It was fitting and proper that Savannah’s First African Baptist Church was recognized last week for its many contributions to the community’s social, religious and cultural life.
This church on Franklin Square is the one of the oldest continuously operating African-American churches in North America. It dates back to 1773 and the organization of a congregation at nearby Brampton Plantation by the Rev. George Leile, an unsung hero who was born a slave but became the first ordained black Baptist preacher in the 13 colonies and made mission trips to plantations up and down the Savannah River.
The first African-American Sunday school in the U.S. was begun at First African Baptist Church, a building that is packed with amazing historical details.
For example, the ceiling of the church is in the design of a “Nine Patch Quilt” which represented that the church was a safe house for slaves. Nine Patch Quilts also served as a map and guide informing people where to go next or what to look out for during their travel.
The holes in the floor are in the shape of an African prayer symbol known as a Congolese cosmogram. In Africa, it also means “Flash of the Spirits” and represents birth, life, death and rebirth.
Beneath the lower auditorium floor is another finished subfloor which was part of the “Underground Railroad” that helped slaves escape to freedom up North. There is four feet of height between both floors.
Last Wednesday, the Georgia Historical Society, the state’s preeminent historical organization, unveiled a Civil Rights Trail historical marker outside the church to remind the public of the significant roles the church and its congregations have played in Savannah’s past. Indeed, this special recognition should inspire current and future generations of people to build a better, more unified community.
The church’s current building was built in 1859, and was constructed of Savannah grey brick by congregants, both free and enslaved. The church has original pews built by slaves, and the stained glass windows date to 1885. There is also a museum inside that holds memorabilia dating back to the 18th century.
Jessie Jackson and Dr. Martin Luther King Jr. are among the noteworthy speakers who have walked the church’s hallowed halls. But just as significant were the church’s countless parishioners who gained strength and perseverance from attending this church and making this community a better place.
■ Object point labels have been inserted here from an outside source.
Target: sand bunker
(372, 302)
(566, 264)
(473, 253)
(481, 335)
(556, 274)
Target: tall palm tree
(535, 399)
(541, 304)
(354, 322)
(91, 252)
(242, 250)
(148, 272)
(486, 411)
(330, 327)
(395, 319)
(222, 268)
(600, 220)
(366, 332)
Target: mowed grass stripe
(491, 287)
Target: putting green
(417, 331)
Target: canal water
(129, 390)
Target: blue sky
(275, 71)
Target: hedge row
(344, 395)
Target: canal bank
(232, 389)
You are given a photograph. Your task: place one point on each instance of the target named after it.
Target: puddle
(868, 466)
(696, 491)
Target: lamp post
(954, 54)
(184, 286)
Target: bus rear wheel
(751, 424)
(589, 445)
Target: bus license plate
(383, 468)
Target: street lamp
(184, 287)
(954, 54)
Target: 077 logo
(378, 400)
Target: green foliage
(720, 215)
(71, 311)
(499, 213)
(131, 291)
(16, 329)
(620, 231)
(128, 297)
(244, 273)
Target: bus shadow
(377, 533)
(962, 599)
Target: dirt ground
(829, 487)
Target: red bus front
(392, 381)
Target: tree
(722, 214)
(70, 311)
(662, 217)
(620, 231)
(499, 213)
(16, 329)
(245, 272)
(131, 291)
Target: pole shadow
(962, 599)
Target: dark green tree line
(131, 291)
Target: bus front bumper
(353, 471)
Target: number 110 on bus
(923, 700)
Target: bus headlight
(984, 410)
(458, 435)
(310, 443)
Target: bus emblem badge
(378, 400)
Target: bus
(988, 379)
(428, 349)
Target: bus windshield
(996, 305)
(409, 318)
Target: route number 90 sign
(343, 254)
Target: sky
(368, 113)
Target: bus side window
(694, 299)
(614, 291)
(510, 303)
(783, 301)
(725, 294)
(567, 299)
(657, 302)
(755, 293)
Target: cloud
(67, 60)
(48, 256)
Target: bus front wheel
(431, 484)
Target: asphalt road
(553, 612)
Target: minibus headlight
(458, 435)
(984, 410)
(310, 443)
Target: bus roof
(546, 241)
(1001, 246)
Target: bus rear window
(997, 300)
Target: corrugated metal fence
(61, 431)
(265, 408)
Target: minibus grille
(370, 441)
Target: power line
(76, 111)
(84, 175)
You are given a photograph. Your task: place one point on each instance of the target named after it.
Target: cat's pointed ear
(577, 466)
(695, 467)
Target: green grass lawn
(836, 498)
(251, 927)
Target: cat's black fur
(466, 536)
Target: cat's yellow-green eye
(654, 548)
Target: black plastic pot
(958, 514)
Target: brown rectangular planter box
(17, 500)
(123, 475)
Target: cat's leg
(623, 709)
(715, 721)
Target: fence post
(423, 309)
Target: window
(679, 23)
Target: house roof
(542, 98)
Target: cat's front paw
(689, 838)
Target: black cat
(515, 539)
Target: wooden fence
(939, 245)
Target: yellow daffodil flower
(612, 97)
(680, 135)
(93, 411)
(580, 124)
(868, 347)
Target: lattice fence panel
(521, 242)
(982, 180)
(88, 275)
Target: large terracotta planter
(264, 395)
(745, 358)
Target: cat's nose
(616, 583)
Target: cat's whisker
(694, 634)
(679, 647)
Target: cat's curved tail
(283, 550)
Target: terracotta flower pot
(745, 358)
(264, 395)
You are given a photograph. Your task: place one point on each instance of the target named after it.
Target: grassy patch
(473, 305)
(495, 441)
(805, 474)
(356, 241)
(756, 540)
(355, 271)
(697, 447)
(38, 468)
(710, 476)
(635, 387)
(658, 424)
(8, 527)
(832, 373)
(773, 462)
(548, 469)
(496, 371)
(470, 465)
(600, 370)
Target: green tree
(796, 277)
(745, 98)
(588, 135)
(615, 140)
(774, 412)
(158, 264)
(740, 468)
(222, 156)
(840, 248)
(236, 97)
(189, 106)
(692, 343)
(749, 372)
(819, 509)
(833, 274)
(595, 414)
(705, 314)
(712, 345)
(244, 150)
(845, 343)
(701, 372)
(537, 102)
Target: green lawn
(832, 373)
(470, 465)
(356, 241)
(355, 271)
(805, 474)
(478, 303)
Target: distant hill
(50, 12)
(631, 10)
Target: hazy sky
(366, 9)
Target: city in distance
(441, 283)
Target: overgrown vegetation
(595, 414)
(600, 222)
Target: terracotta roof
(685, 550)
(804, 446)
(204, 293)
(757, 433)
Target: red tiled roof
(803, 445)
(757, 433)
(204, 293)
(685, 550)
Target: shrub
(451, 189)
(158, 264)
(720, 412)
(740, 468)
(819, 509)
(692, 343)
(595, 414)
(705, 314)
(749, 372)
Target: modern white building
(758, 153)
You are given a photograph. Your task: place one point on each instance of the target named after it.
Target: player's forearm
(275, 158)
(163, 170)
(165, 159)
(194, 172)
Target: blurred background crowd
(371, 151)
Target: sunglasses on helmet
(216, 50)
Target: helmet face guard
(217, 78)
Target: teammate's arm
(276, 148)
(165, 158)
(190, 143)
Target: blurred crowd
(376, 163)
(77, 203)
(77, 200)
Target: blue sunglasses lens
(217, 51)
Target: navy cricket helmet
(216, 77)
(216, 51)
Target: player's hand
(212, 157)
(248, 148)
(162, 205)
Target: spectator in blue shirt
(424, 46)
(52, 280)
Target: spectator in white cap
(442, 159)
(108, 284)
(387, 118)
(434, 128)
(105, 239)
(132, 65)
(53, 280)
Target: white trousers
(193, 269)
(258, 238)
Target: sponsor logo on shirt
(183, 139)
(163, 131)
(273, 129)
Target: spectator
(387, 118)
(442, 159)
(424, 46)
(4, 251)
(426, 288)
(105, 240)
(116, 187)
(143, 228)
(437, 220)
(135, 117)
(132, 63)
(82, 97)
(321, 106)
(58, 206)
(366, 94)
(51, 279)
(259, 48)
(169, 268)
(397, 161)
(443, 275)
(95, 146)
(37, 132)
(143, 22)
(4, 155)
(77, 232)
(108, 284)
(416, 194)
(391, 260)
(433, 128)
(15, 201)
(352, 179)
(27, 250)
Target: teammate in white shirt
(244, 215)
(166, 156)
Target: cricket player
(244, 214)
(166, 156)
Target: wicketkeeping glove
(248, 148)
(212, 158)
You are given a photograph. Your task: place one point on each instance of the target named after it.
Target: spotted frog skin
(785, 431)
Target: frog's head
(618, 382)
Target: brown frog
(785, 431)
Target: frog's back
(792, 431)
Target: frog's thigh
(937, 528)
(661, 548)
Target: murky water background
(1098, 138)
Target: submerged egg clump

Indeed, the church served as the largest gathering place for blacks and whites to meet during the time of segregation. For example, some black students were not allowed to march with their graduating class. Instead, they had separate ceremonies which were held at First African Baptist Church.
“Today is such a special day for our church,” the Rev. Thurmond N. Tillman, pastor of First African Baptist Church, said last Wednesday. “We are very pleased to see a marker that commemorating what we have known for so long about our church.”
And the journey for a historical marker has been a long one.
The marker was the product of a lot of hard work. The required research was completed with the help of the Georgia Historical Society and Christopher Hunter, a doctoral student at Texas A &M University, who should be saluted. He stumbled across the church and decided to keep digging into its past.
“We went through everything from the oral history passed to the published research,” Mr. Hunter said last week.
The toughest challenge may have been determining what to include on the marker and what to leave off.
“There is so much more that could be on that marker and there could be more markers,” the Rev. Tillman said.
The marker is the latest addition to the Georgia Historical Society’s Georgia Civil Rights Trail, which is an initiative focused broadly on the economic, social, political, and cultural history of the Civil Rights Movement, an important part of Georgia’s and this nation’s history.
Indeed, there’s much more to Savannah than pretty buildings and squares and a wonderful waterfront.
The marker outside the church joins an older marker several blocks away at the intersection of Broughton and Abercorn streets outside SCAD’s Jen Library Building. That marker honors the black students led by the NAACP Youth Council that staged sit-ins in 1960 at white-only lunch counters in downtown Savannah.
Three students, Carolyn Quilloin, Ernest Robinson, and Joan Tyson, were arrested in the Azalea Room at the former Levy’s Department Store, now the Jen Library. In response, black civil rights leaders led a boycott of city businesses and voter registration drives that helped elect a moderate, forward-looking mayor, Malcolm Maclean. Mr. Maclean worked with black leaders to repeal local Jim Crow laws and make Savannah the most desegregated city south of the Mason-Dixon line, according to Dr. King .
First African Baptist Church is a registered historic landmark in the National Registry of Historic Landmarks and Places. But a church is more than bricks and mortar.
First African Baptist Church has long been a place of leadership and service. The historical marker is well placed. It’s important for current and future generations in Savannah to know their past, which is why this recognition is so uplifting and inspirational.